Olivia exchanged a brief glance with Jack. What was she supposed to say? What had he already said?
“Well, yes, a few years ago,” she said. “Very intriguing site. I’m looking forward to getting back.”
Jack stood. “I’m going to the snack bar. Can I bring you something, Marilyn?”
Marilyn shook her head.
He turned to Olivia. “More tea, sweetheart?”
She bit her lip. How dare he call her sweetheart. If she could have kicked him in the shin without Marilyn noticing, she would have.
“No, thank you,” she said. How like him to skip out when the conversation got dicey. How like him to act as if everything was just dandy between them. How like him to pretend he’d never gotten those divorce papers.
Marilyn took Jack’s place on the bench. As soon as Jack had disappeared down the steps to the lower deck, she spoke. “So I heard that you two are married, right? Did you have any idea that he would be coming along?”
“Technically yes, but we’re actually separated. In the process of getting divorced. We…Jack’s at California U and I’m at Santa Clarita.”
“I had no idea. I hope it won’t be awkward.”
“No, of course not. We’ve worked together before. We get along just fine.” Olivia gave Marilyn what she hoped was a reassuring smile.
“That’s very professional of you,” Marilyn said. “I could never do it. Married seventeen years. Roger is a stay-at-home dad. Fortunately for me because two of our boys are teenagers now. You know how that is.”

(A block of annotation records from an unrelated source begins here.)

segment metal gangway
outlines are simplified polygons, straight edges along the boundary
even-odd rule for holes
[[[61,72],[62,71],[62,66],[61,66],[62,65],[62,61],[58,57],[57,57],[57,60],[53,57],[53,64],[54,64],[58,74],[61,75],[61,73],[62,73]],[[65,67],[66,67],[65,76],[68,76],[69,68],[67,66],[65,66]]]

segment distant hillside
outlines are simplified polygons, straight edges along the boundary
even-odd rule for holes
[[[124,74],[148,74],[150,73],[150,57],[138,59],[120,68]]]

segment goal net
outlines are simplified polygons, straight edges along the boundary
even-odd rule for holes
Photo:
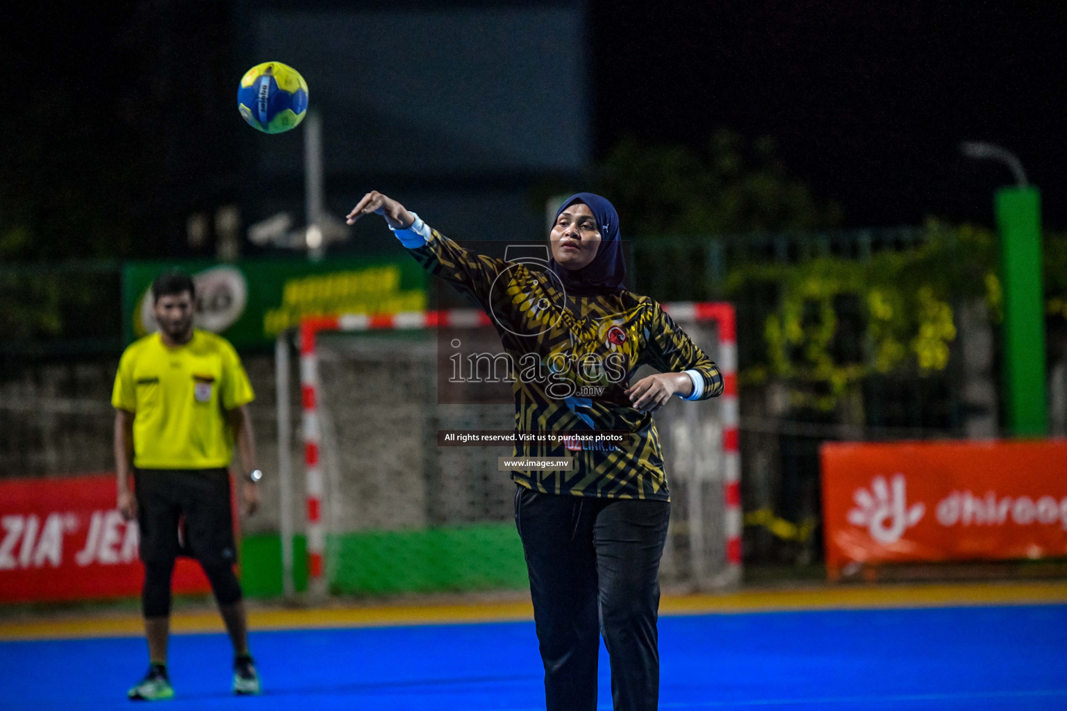
[[[665,310],[719,365],[727,392],[699,403],[675,399],[654,416],[672,502],[660,580],[680,591],[722,587],[740,573],[733,309],[684,303]],[[488,325],[466,309],[304,323],[313,588],[361,595],[527,586],[515,484],[497,467],[511,445],[442,441],[447,432],[514,430],[509,383],[489,394],[483,387],[442,392],[441,375],[456,365],[449,344],[501,351]]]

“Not really,” Olivia said. She felt the nausea returning. Was it the thought of teenage children that she didn’t have and never would have? The idea of being a stay-at-home parent which she wasn’t and never would be? Or was it simply the boat rocking a little more than usual?
“No children?”
Olivia stood up and raced for the side of the ship. No one had asked her that question for years. If she hadn’t run smack-dab into Jack on his way back she would have made it. Instead she threw up all over his shoes.

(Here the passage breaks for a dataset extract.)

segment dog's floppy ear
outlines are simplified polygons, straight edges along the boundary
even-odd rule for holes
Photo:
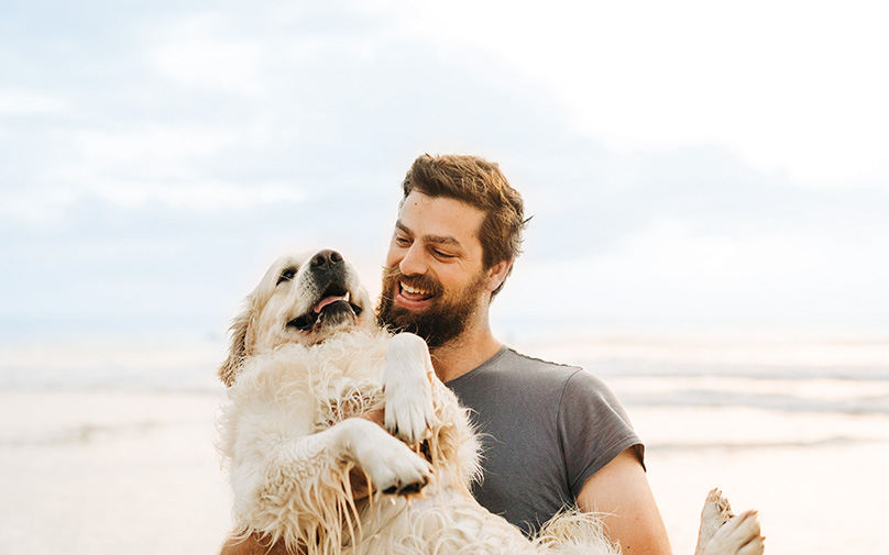
[[[219,367],[219,379],[226,386],[231,387],[234,379],[241,373],[241,365],[246,357],[246,332],[254,318],[255,297],[251,296],[244,302],[244,310],[231,322],[231,342],[229,343],[229,357]]]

“Oh God, I’m sorry,” she said, a hot flush covering her cheeks.
He put his hands on her shoulders. “What happened? I thought you were okay.”

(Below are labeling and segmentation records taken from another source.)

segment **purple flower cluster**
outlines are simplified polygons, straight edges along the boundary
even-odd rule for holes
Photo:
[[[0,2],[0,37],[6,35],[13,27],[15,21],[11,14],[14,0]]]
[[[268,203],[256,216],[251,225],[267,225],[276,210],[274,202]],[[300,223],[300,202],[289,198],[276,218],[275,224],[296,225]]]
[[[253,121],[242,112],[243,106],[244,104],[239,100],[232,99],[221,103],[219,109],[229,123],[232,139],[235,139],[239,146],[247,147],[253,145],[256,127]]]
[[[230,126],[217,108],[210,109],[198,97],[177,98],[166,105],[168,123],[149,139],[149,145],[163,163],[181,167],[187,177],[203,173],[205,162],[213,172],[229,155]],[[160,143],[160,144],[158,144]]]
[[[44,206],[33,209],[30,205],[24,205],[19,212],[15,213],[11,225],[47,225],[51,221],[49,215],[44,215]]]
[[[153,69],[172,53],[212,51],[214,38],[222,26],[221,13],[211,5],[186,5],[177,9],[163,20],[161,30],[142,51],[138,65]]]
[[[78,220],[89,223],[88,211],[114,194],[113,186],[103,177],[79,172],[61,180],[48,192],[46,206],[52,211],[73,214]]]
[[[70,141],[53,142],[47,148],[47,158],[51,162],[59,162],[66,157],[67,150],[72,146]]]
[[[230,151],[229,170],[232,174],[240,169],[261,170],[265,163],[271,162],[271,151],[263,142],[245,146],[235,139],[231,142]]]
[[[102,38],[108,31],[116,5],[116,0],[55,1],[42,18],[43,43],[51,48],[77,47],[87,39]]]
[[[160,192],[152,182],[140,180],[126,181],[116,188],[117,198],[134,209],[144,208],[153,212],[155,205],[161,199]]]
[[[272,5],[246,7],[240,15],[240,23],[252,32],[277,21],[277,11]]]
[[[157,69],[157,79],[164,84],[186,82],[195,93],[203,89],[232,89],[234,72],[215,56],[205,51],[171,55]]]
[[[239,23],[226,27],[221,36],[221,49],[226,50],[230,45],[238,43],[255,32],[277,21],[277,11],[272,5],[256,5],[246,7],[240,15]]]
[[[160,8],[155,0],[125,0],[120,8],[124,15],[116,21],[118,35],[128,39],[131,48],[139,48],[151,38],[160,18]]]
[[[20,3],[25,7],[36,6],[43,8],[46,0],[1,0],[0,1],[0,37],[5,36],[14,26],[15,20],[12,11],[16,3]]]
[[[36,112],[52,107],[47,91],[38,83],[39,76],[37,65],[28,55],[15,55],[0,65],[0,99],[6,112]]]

Somebody mentioned children.
“I don’t know. Maybe you’re right. I do have a weak stomach. How much longer before we dock?”
Jack glanced toward the horizon, thinking he might catch a glimpse of the craggy outline of Hermapolis.
“That’s strange,” he muttered as he walked over to the railing.
Olivia followed him. “What is?”
Thank God she was feeling better. He couldn’t stand to see her suffer. It reminded him of the last year they’d been together. She’d tried to bottle up her feelings. But he knew what she was going through. The wall she’d put up between them didn’t make it any easier to help her get through it. She always masked her pain so no one would feel sorry for her. Especially him.
He’d tried to help her. But she had turned her back on him. Finally he gave up and took the job at Cal. He still wondered if he’d done the right thing. If he maybe should have tried harder to make their marriage work. He was determined he was going to give it his best shot this summer. If it didn’t work for them here on this beautiful island, there was no hope.